The long-term goal of brain-computer interface (BCI) research is to establish a new mode of communication for individuals who have lost some or all voluntary muscle control due to injury or degenerative diseases such as amyotrophic lateral sclerosis, multiple sclerosis, and severe cerebral palsy. If all voluntary muscle control is lost, a locked-in syndrome results in which a person is unable to communicate with the outside world. BCIs could potentially provide a way for these individuals to communicate with their caregivers and to control devices such as televisions, wheelchairs, and robot assistants. While BCI technology holds great promise, non-invasive BCI systems are not yet practical, primarily due to limitations in signal quality provided by current electroencephalogram (EEG) scalp electrodes. This project will explore initial steps towards a research plan that will transform BCI technology in ways that will enable breakthroughs in the reliability and accuracy of BCI applications.
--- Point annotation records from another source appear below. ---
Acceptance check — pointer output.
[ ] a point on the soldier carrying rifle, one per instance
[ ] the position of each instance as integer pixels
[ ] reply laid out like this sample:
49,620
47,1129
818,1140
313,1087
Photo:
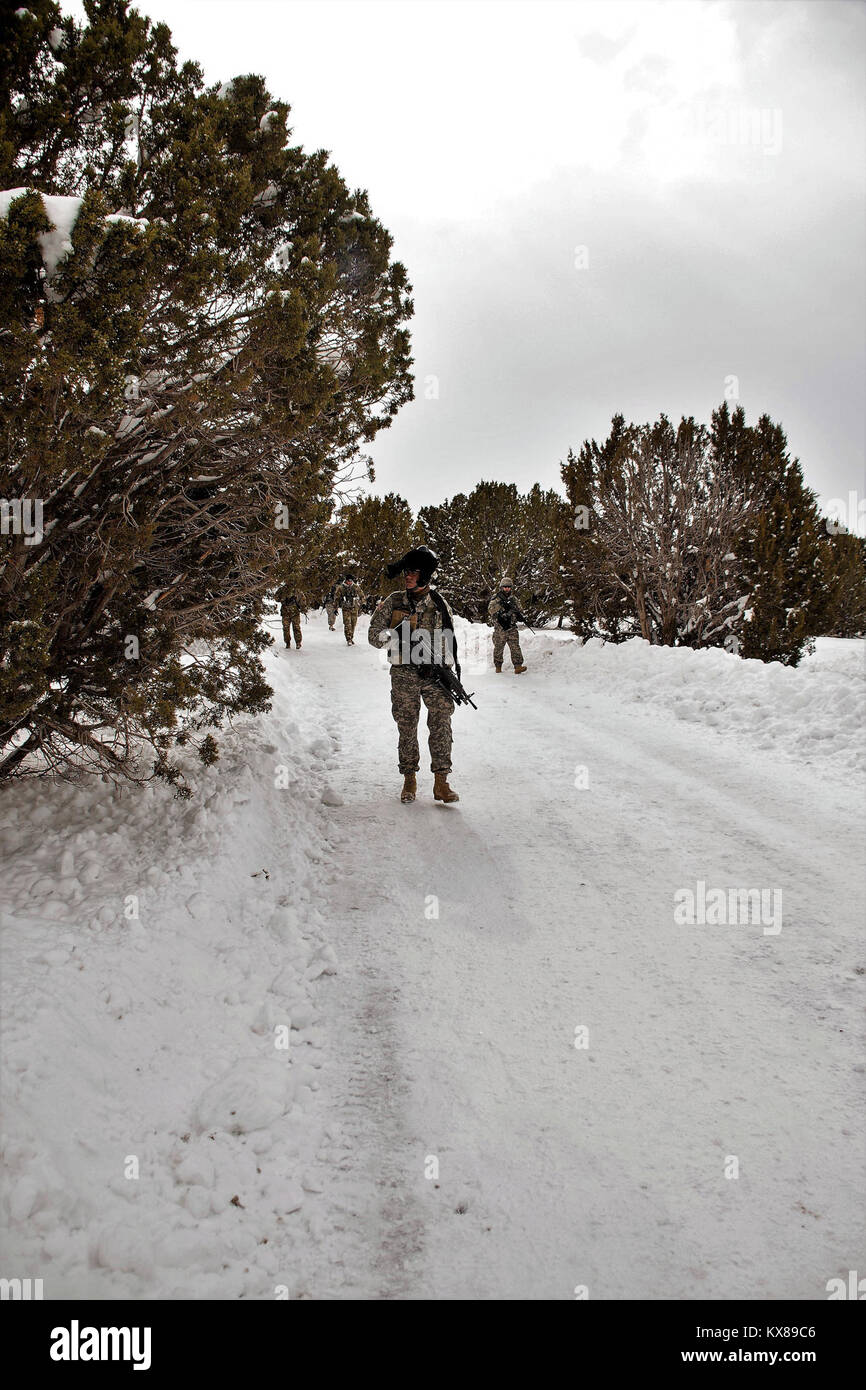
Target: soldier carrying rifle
503,613
420,627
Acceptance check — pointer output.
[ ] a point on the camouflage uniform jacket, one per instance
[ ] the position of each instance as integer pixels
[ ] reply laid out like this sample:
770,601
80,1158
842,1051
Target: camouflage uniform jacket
421,613
509,608
345,597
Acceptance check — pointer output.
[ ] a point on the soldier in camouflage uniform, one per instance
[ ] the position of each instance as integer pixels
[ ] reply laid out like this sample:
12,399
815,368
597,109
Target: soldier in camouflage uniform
349,597
431,619
502,612
331,608
292,603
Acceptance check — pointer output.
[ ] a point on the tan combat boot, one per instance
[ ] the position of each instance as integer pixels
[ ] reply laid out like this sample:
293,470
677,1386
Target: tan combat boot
441,790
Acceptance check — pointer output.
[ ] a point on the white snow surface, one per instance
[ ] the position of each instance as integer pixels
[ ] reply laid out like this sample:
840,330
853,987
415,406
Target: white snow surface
431,1129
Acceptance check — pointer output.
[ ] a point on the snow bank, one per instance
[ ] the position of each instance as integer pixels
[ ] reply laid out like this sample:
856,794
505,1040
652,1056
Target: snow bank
813,712
161,966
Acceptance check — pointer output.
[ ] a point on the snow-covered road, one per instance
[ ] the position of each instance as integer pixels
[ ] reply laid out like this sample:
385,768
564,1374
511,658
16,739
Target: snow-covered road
520,1077
477,938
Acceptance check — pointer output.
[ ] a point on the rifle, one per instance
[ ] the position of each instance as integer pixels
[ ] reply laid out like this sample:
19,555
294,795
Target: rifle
445,676
508,617
451,683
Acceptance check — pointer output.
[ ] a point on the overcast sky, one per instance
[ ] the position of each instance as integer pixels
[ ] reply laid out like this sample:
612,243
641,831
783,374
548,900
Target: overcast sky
602,207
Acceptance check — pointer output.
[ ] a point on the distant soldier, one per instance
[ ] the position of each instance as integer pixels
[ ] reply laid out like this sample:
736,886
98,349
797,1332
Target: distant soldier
331,608
431,626
349,598
292,603
503,613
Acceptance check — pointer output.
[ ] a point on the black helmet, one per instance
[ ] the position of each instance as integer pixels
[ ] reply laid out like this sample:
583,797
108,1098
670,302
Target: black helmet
420,559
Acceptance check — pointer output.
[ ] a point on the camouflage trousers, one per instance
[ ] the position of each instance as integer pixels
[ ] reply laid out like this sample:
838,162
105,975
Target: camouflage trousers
407,690
501,637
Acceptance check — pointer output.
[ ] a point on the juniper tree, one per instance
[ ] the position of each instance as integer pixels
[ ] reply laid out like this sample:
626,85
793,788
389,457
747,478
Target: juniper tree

After years of limited advances in BCI accuracy and reliability, project outcomes will accelerate the design of new BCI applications to significantly improve the quality of life for many persons who are in dire need of help. The project will also play a strong role in the interdisciplinary education of computer science and biomedical students.
In this exploratory project, equipment will be acquired to enable the recording of high-quality EEG signals generated by a new non-invasive tripolar concentric ring electrode EEG sensor being developed by Dr. Walter Besio of the University of Rhode Island, which enables the recording of brain activity with much more spatial and temporal precision than what is possible with conventional EEG electrodes. The EEG data thus obtained will provide the information needed by novel deep learning algorithms to translate brain activity to intended arm and hand movements, and experiments will be performed to demonstrate the feasibility of detecting real and imagined individual finger movements. The belief for decades has been that detecting finger movements requires invasive, implanted electrodes to avoid degradation of brain signals as they pass through cerebral-spinal fluid, skull and skin. This research will be the first to try a new end-to-end deep learning approach to translating brain activity to arm and hand movements.
This award reflects NSF's statutory mission and has been deemed worthy of support through evaluation using the Foundation's intellectual merit and broader impacts review criteria.